Elsevier

Speech Communication

Volume 40, Issue 4, June 2003, Pages 449-466
Speech Communication

Data-driven spectral basis functions for automatic speech recognition

https://doi.org/10.1016/S0167-6393(02)00127-9Get rights and content

Abstract

Feature extraction plays a major role in any form of pattern recognition. Current feature extraction methods used for automatic speech recognition (ASR) and speaker verification rely mainly on properties of speech production (modeled by all-pole filters) and perception (critical-band integration simulated by Mel/Bark filter bank). We propose to use stochastic methods for designing feature extraction methods which are trained to alleviate the unwanted variability present in speech signals. In this paper we show that such data-driven methods provide significant advantages over the conventional methods both in terms of performance of ASR and in providing understanding about the nature of speech signal. The first part of the paper investigates the suitability of the cepstral features obtained by applying discrete cosine transform on logarithmic critical-band power spectra. An alternate set of basis functions were designed by linear discriminant analysis (LDA) of logarithmic critical-band power spectra. Discriminant features extracted by these alternate basis functions are shown to outperform the cepstral features in ASR experiments. The second part of the paper discusses the relevance of non-uniform frequency resolution used by current speech analysis methods like Mel frequency analysis and perceptual linear predictive analysis. It is shown that LDA of the short-time Fourier spectrum of speech yields spectral basis functions which provide comparatively lower resolution to the high-frequency region of spectrum. This is consistent with critical-band resolution and is shown to be caused by the spectral properties of vowel sounds.

Introduction

A typical large vocabulary automatic speech recognition (ASR) system consists of three main components: feature extraction, pattern classification, and language modeling. Feature extraction attempts to reduce the data rate of raw speech data by alleviating irrelevant variability such as speaker characteristics or environmental noise. The pattern classification module uses statistical models, mainly Hidden Markov models (HMMs), to determine the most likely sequence of sounds that could have generated the observed sequence of feature vectors. The language model steers the classification module to generate word sequences that are more probable.
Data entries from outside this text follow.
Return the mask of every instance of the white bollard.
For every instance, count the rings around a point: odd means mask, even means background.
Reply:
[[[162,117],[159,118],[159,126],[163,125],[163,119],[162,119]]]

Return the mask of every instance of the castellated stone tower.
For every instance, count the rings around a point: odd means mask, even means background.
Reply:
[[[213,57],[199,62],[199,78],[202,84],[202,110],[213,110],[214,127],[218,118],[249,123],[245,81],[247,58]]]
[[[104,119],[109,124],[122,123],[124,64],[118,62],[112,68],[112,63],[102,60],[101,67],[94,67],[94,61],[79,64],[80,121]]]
While many of the early ASR systems used stochastic methods for pattern classification (Vintsyuk, 1968; Jelinek, 1975; Sakoe and Chiba, 1978), some early ASR systems were inspired by the advances in artificial intelligence (Lesser et al., 1975). These systems relied on sets of rules for pattern classification and language modeling. These rules were often prescribed by experts in reading spectrograms and hand crafted for specific recognition problems at hand (Reddy, 1976; Zue, 1990; Mercier et al., 1990). They worked reasonably well for small tasks under controlled environments. The performance of such systems was found to be fragile (Klatt, 1977).
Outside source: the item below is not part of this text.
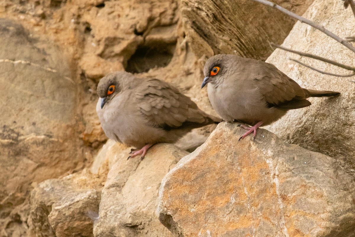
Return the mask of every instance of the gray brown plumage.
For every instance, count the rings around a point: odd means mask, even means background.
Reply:
[[[193,128],[221,120],[200,109],[176,88],[154,78],[114,72],[101,79],[97,92],[100,98],[96,112],[105,134],[138,148],[175,142]]]
[[[202,87],[208,83],[208,98],[217,113],[226,121],[255,126],[244,128],[254,137],[261,124],[277,120],[288,110],[311,105],[308,98],[340,94],[302,88],[272,64],[236,55],[212,57],[203,72]]]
The past two decades have witnessed a significant increase in stochastic approaches in both the pattern classification and the language modeling modules. These stochastic approaches brought the rich mathematical basis that was available in the classical pattern recognition literature to ASR. In the current ASR systems, the pattern classification module uses HMMs (Jelinek, 1997; Rabiner and Juang, 1993) and artificial neural networks (Morgan and Bourlard, 1995) while the language models are in the form of N-grams which are trained from a large text corpus (Katz, 1987). Stochastic techniques typically use only minimal a priori assumptions about the nature of the problem. Such techniques estimate the parameters of models directly from the data. Replacing the hardwired prior knowledge by the knowledge derived from the data turned out to be one of the more significant advances in ASR research.

Although statistical methods are dominant in pattern classification and language modeling, the methods used to derive features for speech recognition are still based on knowledge of the human auditory system. Mainstream systems simulate auditory filters by applying a weighting function on the short-time Fourier spectrum (Mermelstein, 1976; Hermansky, 1990). The output of these weighting functions is then passed through a logarithmic non-linearity and finally projected into the cosine basis functions (discrete cosine transform, DCT).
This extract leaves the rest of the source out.